It was a make or break weekend in the Premier League for defending champions Instonians and after literally throwing away the chance of victory against Waringstown on Saturday they made up for it on Sunday by beating Muckamore less than 16 hours later.

It meant they finished the weekend just four points off the co-leaders although Lisburn, who they play on Saturday week, and Muckamore both have played a game less. Even with nine matches to play Instonians knew they couldn’t afford to lose three of their first five if they had realistic claims of keeping the league trophy at Shaw’s Bridge.
But, for now, they are still very much in contention and to get within 20 runs of Waringstown’s 288 – with 10 balls unused – showed their champions’ credentials and fighting spirit. Nine dropped catches, of various degrees of difficulty, is of course unacceptable for any leading side and it was to their credit that next day in the 20-over rearrangement at Moylena every catch was held, two each by Ben Rose and George Craigan and an excellent diving effort by Jack Dickson to end the Muckamore innings.
On Saturday, James McCollum was the main beneficiary of Instonians’ fielding, to make 118, his fourth century for the club. He was finally out in the 47th over, actually caught at mid-on by Matthew Humphreys, one of five held on the day, including a reflex one-handed return catch by Andrew White to dismiss Waringstown skipper Greg Thompson.
It all added up to a tough day for the bowlers, with Humphreys and White the most economical, conceding 51 runs in their 10 overs, although White did pick up three wickets.
Their weakness is undoubtedly their pace bowling resources with Shane Dadswell and Cade Carmichael sharing the new ball – both went at a run a ball – and on a flat pitch they were rarely threatening.
Dadswell was the only pace bowler used on Sunday, although he did take two of the early wickets as Muckamore collapsed to 56 for eight and came back to end Neil Brand’s innings of 43, from 32 balls, to a catch at long-off by Ben Rose.
It was a feeble batting effort by Muckamore, however, needing their last two batters, captain Neil Gill and Luka Bates, to put on 32 for the last wicket – comfortably the highest stand of the innings - to give Instonians a three-figure target.
For three overs, even that looked too many for the champions as the wickets continued to fall, four of them for just nine runs with first ball dismissals for both openers, Sully Gould and Carmichael, and a second ball duck for White. But the rest of the innings belonged to Dadswell. Instonians still needed 99 runs and the South African professional scored all but 14 of them in an unbroken stand with Nikolai Smith, finishing 94 not out, having hit 10 sixes and six fours from just 44 balls.
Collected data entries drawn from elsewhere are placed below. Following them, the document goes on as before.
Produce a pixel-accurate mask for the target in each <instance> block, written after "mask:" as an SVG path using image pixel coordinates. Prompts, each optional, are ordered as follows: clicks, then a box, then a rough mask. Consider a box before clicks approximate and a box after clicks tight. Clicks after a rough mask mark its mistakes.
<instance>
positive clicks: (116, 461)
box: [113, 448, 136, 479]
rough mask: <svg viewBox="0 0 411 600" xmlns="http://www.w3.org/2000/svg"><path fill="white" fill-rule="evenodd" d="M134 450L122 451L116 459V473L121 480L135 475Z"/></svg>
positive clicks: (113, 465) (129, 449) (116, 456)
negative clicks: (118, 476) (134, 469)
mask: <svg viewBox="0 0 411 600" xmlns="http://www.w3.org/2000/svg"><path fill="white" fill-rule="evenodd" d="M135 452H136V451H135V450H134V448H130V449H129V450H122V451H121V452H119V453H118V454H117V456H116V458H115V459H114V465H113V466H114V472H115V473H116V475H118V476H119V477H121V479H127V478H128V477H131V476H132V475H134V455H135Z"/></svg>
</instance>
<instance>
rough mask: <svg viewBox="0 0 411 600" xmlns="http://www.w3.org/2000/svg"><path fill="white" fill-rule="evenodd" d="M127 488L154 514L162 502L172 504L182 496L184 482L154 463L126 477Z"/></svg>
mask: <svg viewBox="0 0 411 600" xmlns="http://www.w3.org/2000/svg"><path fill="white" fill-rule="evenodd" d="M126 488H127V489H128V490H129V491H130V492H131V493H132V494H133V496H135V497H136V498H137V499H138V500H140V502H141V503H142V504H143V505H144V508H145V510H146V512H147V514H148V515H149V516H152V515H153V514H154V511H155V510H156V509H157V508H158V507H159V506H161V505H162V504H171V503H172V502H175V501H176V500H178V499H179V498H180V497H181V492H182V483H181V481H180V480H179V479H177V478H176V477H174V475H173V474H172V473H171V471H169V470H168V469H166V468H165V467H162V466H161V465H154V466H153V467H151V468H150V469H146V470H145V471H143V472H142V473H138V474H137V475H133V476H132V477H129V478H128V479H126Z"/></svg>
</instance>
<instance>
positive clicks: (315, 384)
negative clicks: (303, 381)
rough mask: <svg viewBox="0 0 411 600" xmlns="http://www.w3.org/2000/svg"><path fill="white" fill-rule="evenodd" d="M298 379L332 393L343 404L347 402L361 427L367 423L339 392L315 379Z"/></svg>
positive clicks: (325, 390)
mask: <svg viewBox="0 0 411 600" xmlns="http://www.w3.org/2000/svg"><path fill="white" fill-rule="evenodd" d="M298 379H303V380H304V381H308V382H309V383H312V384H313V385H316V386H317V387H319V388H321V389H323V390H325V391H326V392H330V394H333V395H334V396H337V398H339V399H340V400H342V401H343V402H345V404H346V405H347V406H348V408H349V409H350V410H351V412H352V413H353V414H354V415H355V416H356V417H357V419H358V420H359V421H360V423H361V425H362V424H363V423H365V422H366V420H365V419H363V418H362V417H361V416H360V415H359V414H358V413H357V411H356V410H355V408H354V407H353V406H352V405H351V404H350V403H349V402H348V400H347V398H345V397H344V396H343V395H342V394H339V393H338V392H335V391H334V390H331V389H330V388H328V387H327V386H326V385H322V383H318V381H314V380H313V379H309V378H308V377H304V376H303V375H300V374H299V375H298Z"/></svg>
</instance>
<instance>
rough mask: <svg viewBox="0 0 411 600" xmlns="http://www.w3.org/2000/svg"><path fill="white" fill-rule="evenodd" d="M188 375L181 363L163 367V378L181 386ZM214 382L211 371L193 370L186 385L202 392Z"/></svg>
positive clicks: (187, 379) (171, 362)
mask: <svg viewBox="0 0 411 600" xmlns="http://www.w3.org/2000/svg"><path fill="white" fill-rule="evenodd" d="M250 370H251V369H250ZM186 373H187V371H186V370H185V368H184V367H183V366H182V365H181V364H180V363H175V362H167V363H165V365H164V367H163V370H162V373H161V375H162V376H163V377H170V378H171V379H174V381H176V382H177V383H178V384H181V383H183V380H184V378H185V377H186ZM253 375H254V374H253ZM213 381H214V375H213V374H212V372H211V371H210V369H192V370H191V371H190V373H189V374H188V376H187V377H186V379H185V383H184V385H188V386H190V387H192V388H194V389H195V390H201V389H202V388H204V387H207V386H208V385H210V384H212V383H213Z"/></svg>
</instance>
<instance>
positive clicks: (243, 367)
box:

Muckamore know they rely heavily on Brand’s runs – he scored 43 of the 72 runs added when he was at the wicket – but while Instonians do not depend on Dadswell for a big total – he was run out for five on Saturday – when he does get going he is in a class of his own. Certainly, the Muckamore bowlers had no answer to him as he found the boundary at will. At one stage he hit five sixes in the space of nine balls and finished the match with 6-4-4-6 from the first four balls of the 13th over.
On Saturday, all but Gould and Dadswell, their two leading run-scorers this season, reached double figures with Neil Rock, who went on holiday on Sunday, giving Instonians his usual fast start. It should have been much more, however, and easily could have been much less as more than once he picked the wrong ball to try and crash it to the boundary. He finally picked one too many and skied a return catch to Steve Stolk after scoring 38 (six fours and a six) from 27 balls.
Fellow opener Carmichael was much more responsible and unluckily played on to Stolk but by then he had batted 29 overs and scored 57. Dickson has been given the responsibility of a top four slot and he is proving up to the task; he scored 39 off 68. That allows White and skipper Smith to come in at No 6 and 7, two batters who never gave their wickets away cheaply.
After that, Instonians still have Humphreys and Cian Robertson leaving any batting contribution from Craigan and Rose as bonus runs. With Robertson scoring 32 and Craigan 20, despite the catching – and Waringstown caught the bug as well, putting down six! – this was a game when the result was always in doubt until the last wicket fell. And you can never ask for more than that.